Sensorineural hearing loss (SNHL) is the most common type of hearing loss that occurs in adult populations. Causes may vary however the anatomy effected is the cochlea. There are several structures within the inner ear such as inner and outer hair cells. There are also fluids that have different chemical compositions. These structures and fluids allow sound and balance information to be transmitting along to the brain for awareness and comprehension. Changes to these structures or chemicals may lead to hearing loss or other perceptual changes (i.e., tinnitus, dizziness, ear pressure).
Genetics, noise exposure (instant or cummulative), aging or metabolic changes, injuries, blood clots, disease, and medications cause changes or damage to outer and inner hair cells.
Outer hair cells can be viewed as our body’s natural hearing aid. Granted the outer ear and middle ear amplify sounds to an extent, the outer hair cells give the inner ear the boost to hear very soft sounds. When they are damaged they cannot be repaired.

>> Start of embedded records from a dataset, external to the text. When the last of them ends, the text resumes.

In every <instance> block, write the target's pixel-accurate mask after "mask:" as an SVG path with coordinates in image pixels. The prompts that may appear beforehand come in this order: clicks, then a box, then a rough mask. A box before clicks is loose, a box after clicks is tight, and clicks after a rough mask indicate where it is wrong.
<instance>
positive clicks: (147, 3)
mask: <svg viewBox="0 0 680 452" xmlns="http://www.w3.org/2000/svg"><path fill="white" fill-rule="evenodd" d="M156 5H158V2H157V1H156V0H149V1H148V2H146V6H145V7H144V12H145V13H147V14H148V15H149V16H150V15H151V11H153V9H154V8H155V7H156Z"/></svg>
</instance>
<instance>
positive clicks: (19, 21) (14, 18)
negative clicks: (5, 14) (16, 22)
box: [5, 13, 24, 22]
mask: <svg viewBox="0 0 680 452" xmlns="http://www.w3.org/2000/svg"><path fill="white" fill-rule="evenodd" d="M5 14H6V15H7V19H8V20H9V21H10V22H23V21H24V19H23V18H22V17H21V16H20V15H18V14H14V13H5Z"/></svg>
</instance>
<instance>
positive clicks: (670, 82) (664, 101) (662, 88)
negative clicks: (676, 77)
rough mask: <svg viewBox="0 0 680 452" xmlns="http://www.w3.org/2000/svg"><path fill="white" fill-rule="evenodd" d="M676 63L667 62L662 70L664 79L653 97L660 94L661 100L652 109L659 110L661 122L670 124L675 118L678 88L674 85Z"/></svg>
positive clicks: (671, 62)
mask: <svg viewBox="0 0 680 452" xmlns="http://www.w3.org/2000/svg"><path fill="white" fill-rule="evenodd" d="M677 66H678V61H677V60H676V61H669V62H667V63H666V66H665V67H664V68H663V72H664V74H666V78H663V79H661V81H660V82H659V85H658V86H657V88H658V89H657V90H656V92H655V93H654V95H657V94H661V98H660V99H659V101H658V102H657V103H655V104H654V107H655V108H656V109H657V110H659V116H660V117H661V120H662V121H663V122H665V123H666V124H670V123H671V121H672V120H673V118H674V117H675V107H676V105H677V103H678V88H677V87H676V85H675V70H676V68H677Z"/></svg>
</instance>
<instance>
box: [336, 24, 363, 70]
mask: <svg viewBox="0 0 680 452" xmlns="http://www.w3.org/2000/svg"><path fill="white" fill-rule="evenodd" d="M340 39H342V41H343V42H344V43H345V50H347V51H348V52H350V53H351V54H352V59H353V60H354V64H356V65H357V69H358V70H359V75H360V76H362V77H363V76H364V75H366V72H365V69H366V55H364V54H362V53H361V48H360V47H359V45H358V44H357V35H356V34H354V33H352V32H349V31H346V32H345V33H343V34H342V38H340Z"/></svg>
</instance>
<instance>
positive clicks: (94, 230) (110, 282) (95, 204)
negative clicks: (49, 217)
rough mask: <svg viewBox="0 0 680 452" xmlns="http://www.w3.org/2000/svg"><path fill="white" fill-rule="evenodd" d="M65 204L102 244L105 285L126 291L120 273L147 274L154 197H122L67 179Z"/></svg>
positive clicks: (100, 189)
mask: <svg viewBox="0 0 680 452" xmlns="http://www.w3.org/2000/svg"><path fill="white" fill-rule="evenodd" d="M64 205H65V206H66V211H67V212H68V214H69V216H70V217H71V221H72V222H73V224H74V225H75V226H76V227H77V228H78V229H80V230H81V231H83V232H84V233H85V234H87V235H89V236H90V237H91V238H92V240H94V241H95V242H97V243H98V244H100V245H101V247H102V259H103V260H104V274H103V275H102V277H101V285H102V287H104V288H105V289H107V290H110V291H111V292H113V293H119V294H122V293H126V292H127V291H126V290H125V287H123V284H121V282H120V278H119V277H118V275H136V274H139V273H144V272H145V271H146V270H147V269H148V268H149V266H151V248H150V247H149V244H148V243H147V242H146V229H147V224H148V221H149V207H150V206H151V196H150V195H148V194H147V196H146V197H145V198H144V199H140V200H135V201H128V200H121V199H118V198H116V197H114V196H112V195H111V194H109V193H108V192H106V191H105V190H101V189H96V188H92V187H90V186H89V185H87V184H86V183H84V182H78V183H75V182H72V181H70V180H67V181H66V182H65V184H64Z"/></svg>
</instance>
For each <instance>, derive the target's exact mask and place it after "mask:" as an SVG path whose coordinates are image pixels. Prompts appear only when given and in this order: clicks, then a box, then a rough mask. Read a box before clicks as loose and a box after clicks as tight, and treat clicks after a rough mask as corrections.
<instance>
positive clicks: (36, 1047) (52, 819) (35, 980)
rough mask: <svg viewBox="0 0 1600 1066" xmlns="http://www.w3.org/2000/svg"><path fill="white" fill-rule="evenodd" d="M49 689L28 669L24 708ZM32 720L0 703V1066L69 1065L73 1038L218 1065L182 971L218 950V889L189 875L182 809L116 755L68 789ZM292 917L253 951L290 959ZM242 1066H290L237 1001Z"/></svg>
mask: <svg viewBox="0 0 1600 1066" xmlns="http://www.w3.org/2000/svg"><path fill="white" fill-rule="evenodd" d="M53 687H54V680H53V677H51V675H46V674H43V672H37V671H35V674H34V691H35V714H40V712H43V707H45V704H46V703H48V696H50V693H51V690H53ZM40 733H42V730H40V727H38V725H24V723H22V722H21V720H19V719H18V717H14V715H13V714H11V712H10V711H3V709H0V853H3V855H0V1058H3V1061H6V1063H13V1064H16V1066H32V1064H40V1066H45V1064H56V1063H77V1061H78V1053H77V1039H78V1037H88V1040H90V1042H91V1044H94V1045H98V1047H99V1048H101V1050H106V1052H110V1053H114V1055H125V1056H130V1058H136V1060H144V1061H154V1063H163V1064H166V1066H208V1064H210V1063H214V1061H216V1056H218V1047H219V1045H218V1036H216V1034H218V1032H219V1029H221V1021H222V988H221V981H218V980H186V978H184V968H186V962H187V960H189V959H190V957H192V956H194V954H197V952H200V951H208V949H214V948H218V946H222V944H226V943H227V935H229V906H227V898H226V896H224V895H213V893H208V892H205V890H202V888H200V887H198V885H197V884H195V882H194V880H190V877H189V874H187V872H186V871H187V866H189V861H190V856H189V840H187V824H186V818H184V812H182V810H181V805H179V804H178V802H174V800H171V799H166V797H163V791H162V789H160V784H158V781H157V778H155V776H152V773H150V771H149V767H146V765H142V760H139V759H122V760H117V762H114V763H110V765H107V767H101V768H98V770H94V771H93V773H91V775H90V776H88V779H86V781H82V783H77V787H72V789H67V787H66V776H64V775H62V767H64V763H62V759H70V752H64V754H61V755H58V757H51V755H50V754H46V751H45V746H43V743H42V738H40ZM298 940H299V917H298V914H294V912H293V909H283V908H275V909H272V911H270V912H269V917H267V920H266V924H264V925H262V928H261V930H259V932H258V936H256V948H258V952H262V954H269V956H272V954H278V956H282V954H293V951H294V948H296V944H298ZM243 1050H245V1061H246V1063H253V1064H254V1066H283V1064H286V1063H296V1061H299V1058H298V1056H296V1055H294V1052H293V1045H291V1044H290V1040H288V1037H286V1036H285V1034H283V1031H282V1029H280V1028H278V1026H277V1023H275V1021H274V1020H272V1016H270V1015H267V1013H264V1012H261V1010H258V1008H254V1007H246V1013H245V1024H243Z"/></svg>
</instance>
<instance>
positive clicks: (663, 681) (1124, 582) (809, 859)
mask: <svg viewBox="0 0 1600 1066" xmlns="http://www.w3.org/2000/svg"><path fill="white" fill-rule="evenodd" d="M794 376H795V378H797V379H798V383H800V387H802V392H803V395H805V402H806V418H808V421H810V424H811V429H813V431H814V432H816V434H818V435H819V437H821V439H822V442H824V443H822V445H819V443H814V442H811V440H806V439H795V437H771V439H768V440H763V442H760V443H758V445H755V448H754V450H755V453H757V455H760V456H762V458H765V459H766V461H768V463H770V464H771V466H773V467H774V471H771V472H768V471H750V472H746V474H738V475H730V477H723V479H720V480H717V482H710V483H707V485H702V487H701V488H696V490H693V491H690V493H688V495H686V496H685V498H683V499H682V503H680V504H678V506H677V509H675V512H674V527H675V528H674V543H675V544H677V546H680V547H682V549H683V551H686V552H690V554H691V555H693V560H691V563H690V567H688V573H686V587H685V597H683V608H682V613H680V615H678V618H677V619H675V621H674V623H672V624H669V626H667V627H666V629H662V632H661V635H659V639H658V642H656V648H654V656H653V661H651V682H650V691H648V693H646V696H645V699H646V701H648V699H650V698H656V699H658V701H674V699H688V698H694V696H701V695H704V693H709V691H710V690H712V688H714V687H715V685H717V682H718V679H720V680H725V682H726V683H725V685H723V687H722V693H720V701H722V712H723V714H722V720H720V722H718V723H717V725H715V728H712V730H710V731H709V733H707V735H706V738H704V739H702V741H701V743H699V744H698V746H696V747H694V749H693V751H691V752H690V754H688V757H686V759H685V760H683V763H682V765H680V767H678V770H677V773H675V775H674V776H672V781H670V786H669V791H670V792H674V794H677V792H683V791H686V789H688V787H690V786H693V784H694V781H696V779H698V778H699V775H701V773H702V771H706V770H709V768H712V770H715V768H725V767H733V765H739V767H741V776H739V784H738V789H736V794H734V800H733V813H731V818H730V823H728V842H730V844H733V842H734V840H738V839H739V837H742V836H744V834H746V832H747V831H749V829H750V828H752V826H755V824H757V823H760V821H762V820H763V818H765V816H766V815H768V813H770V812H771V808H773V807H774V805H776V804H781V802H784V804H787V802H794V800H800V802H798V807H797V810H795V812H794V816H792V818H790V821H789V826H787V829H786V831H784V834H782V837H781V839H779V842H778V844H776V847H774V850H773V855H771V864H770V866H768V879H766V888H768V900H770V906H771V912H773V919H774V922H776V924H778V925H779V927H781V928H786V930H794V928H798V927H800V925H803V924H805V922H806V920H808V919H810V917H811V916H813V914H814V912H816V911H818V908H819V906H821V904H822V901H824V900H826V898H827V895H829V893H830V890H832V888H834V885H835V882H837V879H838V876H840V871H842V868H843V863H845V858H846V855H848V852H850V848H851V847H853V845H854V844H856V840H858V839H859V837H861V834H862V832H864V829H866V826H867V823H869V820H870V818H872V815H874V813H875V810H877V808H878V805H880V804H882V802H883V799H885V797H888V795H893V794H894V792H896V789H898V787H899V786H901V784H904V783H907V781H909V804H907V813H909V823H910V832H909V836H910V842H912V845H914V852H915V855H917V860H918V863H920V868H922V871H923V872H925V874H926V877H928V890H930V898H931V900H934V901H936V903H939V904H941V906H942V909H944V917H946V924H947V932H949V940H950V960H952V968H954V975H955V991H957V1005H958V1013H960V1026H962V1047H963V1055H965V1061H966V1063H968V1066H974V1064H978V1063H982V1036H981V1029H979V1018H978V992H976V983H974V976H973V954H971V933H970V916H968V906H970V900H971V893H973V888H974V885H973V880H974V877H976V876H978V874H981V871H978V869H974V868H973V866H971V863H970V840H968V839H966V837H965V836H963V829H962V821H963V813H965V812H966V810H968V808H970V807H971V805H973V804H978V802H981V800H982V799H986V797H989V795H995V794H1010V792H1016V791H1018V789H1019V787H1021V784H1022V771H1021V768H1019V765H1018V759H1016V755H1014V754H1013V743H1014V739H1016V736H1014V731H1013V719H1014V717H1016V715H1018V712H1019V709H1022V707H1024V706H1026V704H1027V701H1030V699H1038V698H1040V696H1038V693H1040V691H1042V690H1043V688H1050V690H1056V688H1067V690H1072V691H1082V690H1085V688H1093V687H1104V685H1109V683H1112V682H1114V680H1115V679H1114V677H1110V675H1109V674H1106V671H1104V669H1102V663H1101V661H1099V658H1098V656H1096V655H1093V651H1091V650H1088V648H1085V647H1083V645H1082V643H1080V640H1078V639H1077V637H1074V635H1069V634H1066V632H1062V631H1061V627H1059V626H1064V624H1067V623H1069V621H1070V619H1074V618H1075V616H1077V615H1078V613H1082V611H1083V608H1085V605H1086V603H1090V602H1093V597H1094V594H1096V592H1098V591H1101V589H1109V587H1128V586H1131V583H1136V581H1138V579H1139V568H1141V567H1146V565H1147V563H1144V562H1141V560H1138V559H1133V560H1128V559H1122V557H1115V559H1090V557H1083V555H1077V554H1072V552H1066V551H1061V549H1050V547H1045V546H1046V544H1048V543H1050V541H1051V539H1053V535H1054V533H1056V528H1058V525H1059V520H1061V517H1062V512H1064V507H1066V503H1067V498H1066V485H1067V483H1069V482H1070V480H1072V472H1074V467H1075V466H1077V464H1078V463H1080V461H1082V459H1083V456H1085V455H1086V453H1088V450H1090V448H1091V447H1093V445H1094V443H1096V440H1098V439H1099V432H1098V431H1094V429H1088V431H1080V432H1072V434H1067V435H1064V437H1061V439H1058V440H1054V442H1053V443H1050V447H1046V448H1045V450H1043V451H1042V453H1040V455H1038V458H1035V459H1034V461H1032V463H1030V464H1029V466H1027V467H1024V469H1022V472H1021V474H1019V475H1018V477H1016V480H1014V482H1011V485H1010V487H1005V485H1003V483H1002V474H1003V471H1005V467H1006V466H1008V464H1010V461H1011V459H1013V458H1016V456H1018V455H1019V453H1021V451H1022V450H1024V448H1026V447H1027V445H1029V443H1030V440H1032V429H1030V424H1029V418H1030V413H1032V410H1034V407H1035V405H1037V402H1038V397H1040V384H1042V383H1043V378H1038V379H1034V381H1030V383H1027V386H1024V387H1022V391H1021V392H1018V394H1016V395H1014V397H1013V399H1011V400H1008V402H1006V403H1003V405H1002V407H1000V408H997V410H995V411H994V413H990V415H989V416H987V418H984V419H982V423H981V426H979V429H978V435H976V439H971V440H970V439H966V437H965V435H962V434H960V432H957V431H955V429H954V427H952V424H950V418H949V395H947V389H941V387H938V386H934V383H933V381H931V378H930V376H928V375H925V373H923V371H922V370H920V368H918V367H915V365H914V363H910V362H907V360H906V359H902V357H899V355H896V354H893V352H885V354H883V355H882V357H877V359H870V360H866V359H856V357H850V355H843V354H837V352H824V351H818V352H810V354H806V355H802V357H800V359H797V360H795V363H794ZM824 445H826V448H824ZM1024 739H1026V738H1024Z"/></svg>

The inner hair cells we generally attribute to working as a microphone. A simple way of understanding this is to imagine that the outer hair cells are amplifiers that provide sound to the inner hair cell. The inner hair cell connects to the hearing nerve, which carries the signal to the brain.
The function of the inner ear, to an extent, can be measured with special equipment in an audiological or otolaryngological office. Most audiologists are equipped to measure the function of the outer hair cells via otoacoustic emissions. This type of testing provides valuable information to diagnose sensorineural hearing loss.